For those familiar with the show, I’m working on a project that essentially emulates the Masterchef MysteryBox Challenge

Goal: Generate a list of x recipes that honour the ingredients in the box, but that can utilise the rest of the pantry to create a delicious meal.

Key points:

  • I have a list of 20-30 grocery items “in the box”
  • I have access to a csv of 3000+ “staple pantry goods” (I’m aware the Masterchef contestants usually only get the basics)

My Current Process:
I’ve been playing around with different variations of this, but have basically got to a point where my process is:

  1. Give it the mystery box and ask for x recipe titles with at least 1 ingredient from the box
  2. Manually delete any stupid titles or ingredients (it likes replacing tortillas with pancakes when the box includes pancakes but not tortillas)
  3. For each recipe title, generate a recipe using ingredients from the inventory that includes the ingredients from the box provided in step 1 and push it out in structured json

This seems to work okay.

My problem: The way I’m doing it now, I have to send 3k inventory items for each recipe request. So, if I have 10 titles, that’s 30,000 rows of a csv I’m sending… works out to about 750k tokens for 10 recipes. A little excessive.

I know this is wrong. What I don’t know, is how I should be doing it.

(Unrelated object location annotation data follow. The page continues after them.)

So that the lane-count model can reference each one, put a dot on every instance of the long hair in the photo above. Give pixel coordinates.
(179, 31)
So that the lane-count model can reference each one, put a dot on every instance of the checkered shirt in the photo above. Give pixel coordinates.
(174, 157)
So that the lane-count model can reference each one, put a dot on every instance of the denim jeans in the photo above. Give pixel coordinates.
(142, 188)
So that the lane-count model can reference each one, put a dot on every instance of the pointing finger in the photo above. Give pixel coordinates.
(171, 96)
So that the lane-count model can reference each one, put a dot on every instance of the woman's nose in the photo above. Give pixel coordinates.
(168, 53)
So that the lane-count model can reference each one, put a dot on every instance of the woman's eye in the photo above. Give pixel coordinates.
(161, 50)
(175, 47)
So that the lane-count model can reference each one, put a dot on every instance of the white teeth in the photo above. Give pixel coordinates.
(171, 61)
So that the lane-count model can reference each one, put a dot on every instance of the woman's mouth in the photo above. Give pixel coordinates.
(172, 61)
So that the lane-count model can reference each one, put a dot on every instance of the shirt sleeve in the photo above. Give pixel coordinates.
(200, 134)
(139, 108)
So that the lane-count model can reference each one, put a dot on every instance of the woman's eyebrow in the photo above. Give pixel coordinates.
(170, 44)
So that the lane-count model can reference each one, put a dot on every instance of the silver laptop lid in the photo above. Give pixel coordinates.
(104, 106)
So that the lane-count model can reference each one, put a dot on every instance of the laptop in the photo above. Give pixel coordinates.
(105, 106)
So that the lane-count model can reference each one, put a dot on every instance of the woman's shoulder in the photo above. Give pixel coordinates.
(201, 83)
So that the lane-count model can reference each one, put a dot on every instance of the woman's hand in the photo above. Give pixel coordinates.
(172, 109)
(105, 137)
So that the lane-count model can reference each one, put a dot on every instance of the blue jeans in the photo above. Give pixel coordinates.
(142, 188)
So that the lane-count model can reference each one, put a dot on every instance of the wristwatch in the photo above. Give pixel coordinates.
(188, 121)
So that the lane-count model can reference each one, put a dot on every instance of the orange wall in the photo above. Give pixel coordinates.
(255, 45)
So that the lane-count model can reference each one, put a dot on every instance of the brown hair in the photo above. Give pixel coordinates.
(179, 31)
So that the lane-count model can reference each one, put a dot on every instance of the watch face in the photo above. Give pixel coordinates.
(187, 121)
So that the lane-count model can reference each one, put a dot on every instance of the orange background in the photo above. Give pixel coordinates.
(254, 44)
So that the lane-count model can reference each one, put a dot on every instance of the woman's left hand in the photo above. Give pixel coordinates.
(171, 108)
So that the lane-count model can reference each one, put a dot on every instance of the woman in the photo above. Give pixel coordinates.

Simple Answer: “Don’t use the inventory”
I’ve been trying to get it to create creative dishes for a while based on what’s in the box alone and the results tend to be a bit mediocore, or produce things that aren’t stocked locally, or do weird substitutions. So far, providing the full inventory has helped resolve this issue…

So, while I may go back to this, I’d like to try and solve the problem of using it (if only as a learning exercise to better understand the API’s capabilities)

Using the inventory:
So, in addition to reducing the inventory to a more essential list (I don’t need 20 different soy sauces), I believe I come back to these three options:

  1. Assistant API - in theory I should be able to attach a file to this and “somehow” reference this without having to burn tokens each time. But, my understanding is also that each message includes the previous messages, under the hood, and so I’m not sure this actually fixes the token issue? Plus, in playing with the Assistants API, I’ve found it SUPER unreliable - finally got the first iteration of this working and then just kept getting “can’t process this request” out of the blue, for no reason.
  2. Embeddings - Convert+Upload the csv as an embedding, then reference it that way. But my understanding is that this is more for Q&A, rather than for assembling a recipe based on ingredients. Is that something it can do?
  3. Fine-Tuning - my understanding is that I would need to upload a bunch of complete recipes for this to have any value, and that fine tuning wouldn’t really benefit from just a list of ingredients?

So anyway, that’s what I’ve tried and where I’m at. I’d be super grateful to hear if any of you can shed some light on how you’d go about this, or thoughts on my process (it’s been a frustrating journey, please be kind… pancakes instead of tortillas :cry: ).